The big story for this El Niño has been whether it would aid dry California's comeback from a drought. The answer is mixed.
"In California, it's all about location, location, location," Jan Null, San Francisco meteorologist said, according to USA Today.
The wet-weather patterns certainly helped the state, filling some low reservoirs and showering rain on dry land, but after years of drought, California needs more than one good winter – even an unusually wet one – to solve its problems completely.
The power was there, as it was one of the largest patterns in history, but the question was where it went. This El Niño was "very strong," comparable to only two others in the 60 years since the National Oceanic and Atmospheric Administration has made records of these patterns, according to analysis by Mr. Hull. The two previous El Niño patterns to receive "very strong" ratings – one in 1982-1983 and the other in 1997-1998 – drenched the entire state of California with rainfall 4 to 10 inches above the average.

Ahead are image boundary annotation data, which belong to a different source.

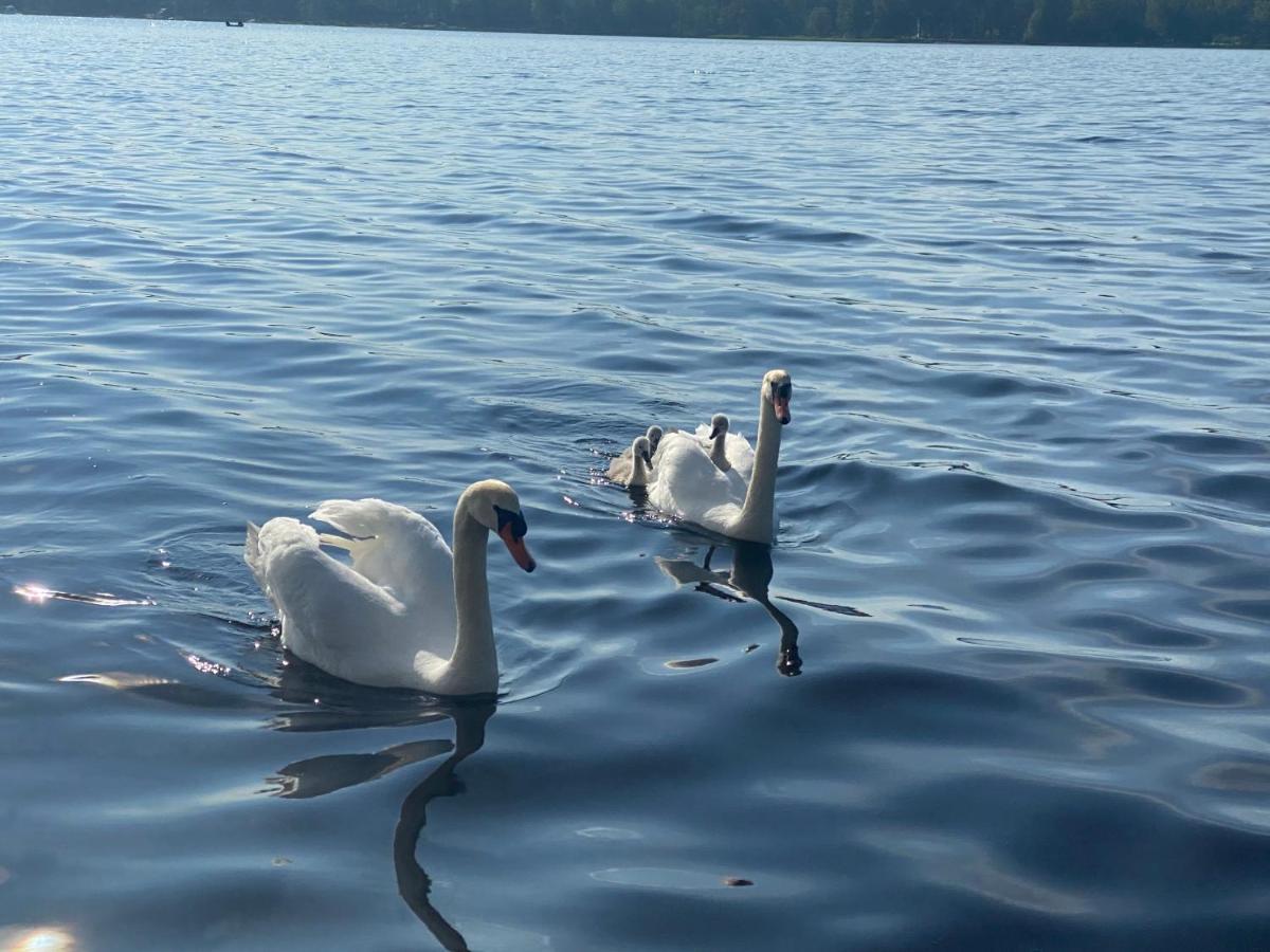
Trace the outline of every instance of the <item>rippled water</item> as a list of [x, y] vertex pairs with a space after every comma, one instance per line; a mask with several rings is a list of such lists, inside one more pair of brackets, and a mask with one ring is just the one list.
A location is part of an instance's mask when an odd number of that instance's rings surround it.
[[[1265, 948], [1266, 53], [0, 43], [3, 947]], [[770, 557], [599, 477], [776, 366]], [[488, 476], [497, 708], [288, 663]]]

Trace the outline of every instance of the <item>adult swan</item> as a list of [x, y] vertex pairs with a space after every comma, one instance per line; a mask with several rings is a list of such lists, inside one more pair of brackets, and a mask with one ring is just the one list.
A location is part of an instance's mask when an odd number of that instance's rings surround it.
[[668, 433], [653, 458], [657, 481], [649, 503], [730, 538], [771, 545], [776, 532], [776, 465], [781, 426], [790, 421], [794, 382], [785, 371], [763, 376], [758, 444], [749, 482], [735, 468], [721, 471], [690, 433]]
[[[433, 694], [498, 691], [485, 581], [489, 533], [525, 571], [535, 569], [511, 486], [485, 480], [464, 491], [453, 555], [436, 526], [380, 499], [328, 500], [311, 518], [352, 538], [319, 536], [286, 518], [246, 531], [246, 564], [278, 609], [286, 647], [358, 684]], [[321, 545], [347, 548], [352, 566]]]

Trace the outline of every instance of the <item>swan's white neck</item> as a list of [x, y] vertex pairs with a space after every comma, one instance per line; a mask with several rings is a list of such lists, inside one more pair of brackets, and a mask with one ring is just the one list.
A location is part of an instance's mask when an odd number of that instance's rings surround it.
[[467, 512], [455, 509], [455, 609], [458, 631], [446, 671], [447, 694], [491, 694], [498, 691], [498, 651], [489, 611], [485, 557], [489, 529]]
[[776, 468], [781, 454], [781, 421], [776, 407], [767, 399], [766, 388], [758, 397], [758, 444], [754, 447], [754, 470], [749, 475], [745, 504], [740, 518], [728, 532], [733, 538], [771, 545], [776, 532]]

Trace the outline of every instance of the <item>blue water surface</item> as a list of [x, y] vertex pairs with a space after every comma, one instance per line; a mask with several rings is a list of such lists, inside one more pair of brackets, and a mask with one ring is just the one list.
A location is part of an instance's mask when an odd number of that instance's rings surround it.
[[[0, 948], [1267, 947], [1270, 53], [0, 62]], [[771, 553], [601, 477], [772, 367]], [[497, 707], [284, 655], [246, 520], [485, 477]]]

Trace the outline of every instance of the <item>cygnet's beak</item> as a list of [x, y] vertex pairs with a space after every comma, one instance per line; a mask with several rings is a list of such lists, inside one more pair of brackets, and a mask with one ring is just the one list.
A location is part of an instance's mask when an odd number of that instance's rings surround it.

This El Niño was equally generous in its rainfall but somewhat different in its allocation. Northern California still received the customary, well-above-average rainfalls this winter, as did the Pacific Northwest to an unusual degree. Southern California did not, and rainfall throughout the Southwest was disappointingly average to low. For this reason, Hull gave the pattern an A- for northern California, a C for the central part of the state, and failing marks in its southern climes.
Peter Gleick, president of the California-based think tank Pacific Institute, was also unimpressed.
"[El Niño] was not enough water to bail us out of the drought, but it was enough water to make many people believe, wrongly, that the drought has ended," he told USA Today.
The weather pattern's rain-giving focus was so far north that for southern regions where a long-term drought was in place before the El Nino, long-term drought remains, according to the University of Nebraska-Lincoln-based US Drought Monitor.
The early-June record heat blast – with temperatures up to 12 degrees F. above average in the West – suggests a hot, dry summer has begun, although the Drought Monitor predicts summer monsoons will begin soon.
El Niño affected the country's southern coasts more typically, offering the Southern states and Texas unusual tornadoes and flooding throughout the winter, as The Christian Science Monitor reported:
El Niño patterns typically hit the Deep South with cool, wetter-than-average weather during the late winter and spring months when the jet stream shifts, leaving an unusually deep trough of air pressure to transport storms from the Gulf of Mexico. The likelihood of extreme, wet weather between January and March increases by twofold during an El Niño year, according to the National Weather Service's Jackson, Miss., office.
As the Golden Gate Weather Services meteorologist and top El Niño tracker Null has said, the 2015-2016 El Niño has been a "poster child" for his mantra, "All El Niños are not the same!"